I hear you, the parents out there, who’ve had some of the ah-ha moments I finally had after struggling through some brutal miles. The ones who’ve traveled the path rarely taken and have come out questioning and rejecting the ‘norms’. Society should maybe hear, and consider what you have to say. If you encounter one of us ‘outliers’, listen and hear our story and seriously consider what we’re saying. Use your own thought process, obviously, but some of this information may or could actually save you or your child’s life, no matter how crazy you may think it is, just saying.

Wherefore art thou Red Rover?

These so called ‘experts’ feel that all of this is somehow integral in saving your children from who knows what. And, apparently being a male and never having children makes you even more qualified. Sadly, it’s too late for us, but not too late for the new little humans, seems to be their mantra.  Now, I don’t know about you, but most of us didn’t grow up like this and we turned out fine…didn’t we? Why do I need to question this? And where the hell did they put Red Rover?

You would’ve thought that we’d lit the kids on fire and told them to go run through the gasoline spraying sprinkler by their reaction.

That was such an epic game! The ultimate determinant as to where you stood within the hierarchy of your peers. The ‘ass’ of the group being called over and over, made to run but never break through. The near arm breaking hold you’d have next to your ‘bestie’, ’cause you ain’t lettin’ that little shit break through and own those bragging rights! Hell ya!! Can you imagine having a monthly game of Red Rover with your co-workers? Couldn’t ask for a bigger clue as to where you stand in your peer group! Sigh, those were the days.

Funny story, Clem actually did let kids try and play Red Rover at one of our practices not so long ago. Yup. I love him, but you have to wonder sometimes. He’d already allowed one child to be called over, she was the smallest of the bunch, before I got there to shut his ass down immediately. I saw some of the parents begin to panic, once the first child got hung up across the other players’ arms. It made me wonder, did any of these parents ever play Red Rover? You would’ve thought that we’d lit the kids on fire and told them to go run through the gasoline spraying sprinkler by their reaction. Apparently, this is also a faux pas…in case you missed the memo on the permanent banning of Red Rover.
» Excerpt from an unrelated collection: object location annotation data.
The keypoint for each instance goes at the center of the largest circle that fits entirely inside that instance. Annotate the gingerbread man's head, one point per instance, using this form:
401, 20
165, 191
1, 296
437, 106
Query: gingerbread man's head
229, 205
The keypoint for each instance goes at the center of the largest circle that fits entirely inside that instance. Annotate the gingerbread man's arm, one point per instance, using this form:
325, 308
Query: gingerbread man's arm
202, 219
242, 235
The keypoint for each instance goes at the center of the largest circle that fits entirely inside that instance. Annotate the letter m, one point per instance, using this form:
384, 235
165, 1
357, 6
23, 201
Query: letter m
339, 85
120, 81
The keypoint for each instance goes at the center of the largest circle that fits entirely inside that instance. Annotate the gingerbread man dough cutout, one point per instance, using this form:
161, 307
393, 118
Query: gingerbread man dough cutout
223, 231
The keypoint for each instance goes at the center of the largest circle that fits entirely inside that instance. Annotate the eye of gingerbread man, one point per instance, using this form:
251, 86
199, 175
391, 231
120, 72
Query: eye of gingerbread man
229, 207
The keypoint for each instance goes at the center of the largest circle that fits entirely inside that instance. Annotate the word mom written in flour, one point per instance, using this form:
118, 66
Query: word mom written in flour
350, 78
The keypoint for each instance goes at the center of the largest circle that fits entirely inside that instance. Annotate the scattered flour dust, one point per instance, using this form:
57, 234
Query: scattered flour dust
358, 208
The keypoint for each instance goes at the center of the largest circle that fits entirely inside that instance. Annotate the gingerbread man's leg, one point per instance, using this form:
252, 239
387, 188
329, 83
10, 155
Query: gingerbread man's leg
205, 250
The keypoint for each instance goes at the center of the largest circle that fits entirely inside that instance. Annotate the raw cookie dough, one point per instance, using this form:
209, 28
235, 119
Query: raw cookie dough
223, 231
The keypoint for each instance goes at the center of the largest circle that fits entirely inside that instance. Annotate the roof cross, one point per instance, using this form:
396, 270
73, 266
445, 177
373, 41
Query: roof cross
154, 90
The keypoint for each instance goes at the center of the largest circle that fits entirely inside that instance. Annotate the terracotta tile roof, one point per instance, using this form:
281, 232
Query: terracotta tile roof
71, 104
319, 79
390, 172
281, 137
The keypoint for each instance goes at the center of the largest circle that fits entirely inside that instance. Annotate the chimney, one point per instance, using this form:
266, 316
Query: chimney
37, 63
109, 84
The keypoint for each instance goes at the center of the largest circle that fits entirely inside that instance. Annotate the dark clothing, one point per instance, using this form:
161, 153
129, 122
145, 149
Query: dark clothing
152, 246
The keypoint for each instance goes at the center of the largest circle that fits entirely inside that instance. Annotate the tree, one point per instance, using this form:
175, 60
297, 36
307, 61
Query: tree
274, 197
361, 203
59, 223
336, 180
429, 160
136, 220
I’m still wondering when that happened?! I am absolutely just kidding! I’m not stupid and understand why we put a stop to it!  But, when I think about my generation and our ‘outlawed’ activities, are eating detergent pods this generation’s defining faux pas moment?  Really? Very sad and not very creative, if you ask me. Maybe, we shouldn’t have done all the eating, playing and thinking for them? I’ve come to realize, that I’ve been doing this ‘parenting’ thing all wrong for my kids, and have finally summoned the courage to go with my gut….and I will make no apologies for it.